The art of mating has undergone many technologically induced changes from the liberation that young lovers found with the invention of the automobile to the swipe-right ease of matching on Tinder.
But another technology is afoot that few people know about but that will upend the way we match and reproduce in years to come: the polygenic score. This is a single number that sums up someone’s genetic potential—risk for disease such as diabetes or predicted height or even the genetic portion of her IQ.
With the spread of recreational genotyping through services like ancestry.com or 23andme, more and more Americans have learned some of what their DNA can tell them about their past (their ancestral origins) and their future, such as their risk for diseases like Alzheimer’s.
What does all this have to do with dating and mating? Well, now that a computer app can take the raw data of our Cs and Gs and Ts and As and spit out a single number—the polygenic score—that predicts (with error, of course) someone’s height or risk for cognitive decline, would you like to know whether the person who just proposed to you is a walking genetic time bomb?

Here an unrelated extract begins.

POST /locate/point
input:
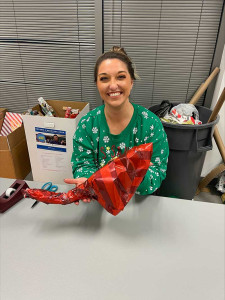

We have always selected our mates for their phenotypes—outwardly observable characteristics—that are driven partly by genetics and partly by environment. Now that we can somewhat measure their genotypes—the actual stuff that a baby daddy passes on to junior—it is inevitable that discerning potential partners will demand their counterparts show their cards before committing. Even if you landed a man or woman with advanced degrees, would it give you pause if you learned that he or she was genetically likely to develop early dementia and, worse, pass that risk onto your offspring?
In research I have performed with colleagues, we find that we tend to match on observable traits like education and body-mass index, as we have to a degree for time eternal. That is, we are more likely to marry someone similar to us in these outward dimensions than if we hooked up by chance. We are doing this on a genetic level, too, as a byproduct of how we sort on health, social status and so on.
There has been lots of big talk lately about the gene editing technology known as CRISPR. This allows scientists to swap out undesirable DNA for a custom-designed replacement sequence. While it holds great promise for addressing single gene diseases—think Huntington’s—it is probably less useful for addressing traits that are highly polygenic—meaning that the outcome is determined by myriad tiny effects spread across the entire genome.
In five years, sperm and egg registries are likely to offer extensive genetic profiles along with the photos and descriptions of donor hobbies they now provide.
In 25 years, dating and mating are likely to look very little like they do today. Computer algorithms that calculate our genetic potential and sort potential mates like a medical-school match are likely to be the new yenta-bots.
We need to be careful as we step into this brave new world of reproduction: After all, phenotypes are for fun (i.e. hookups) but genotypes are forever.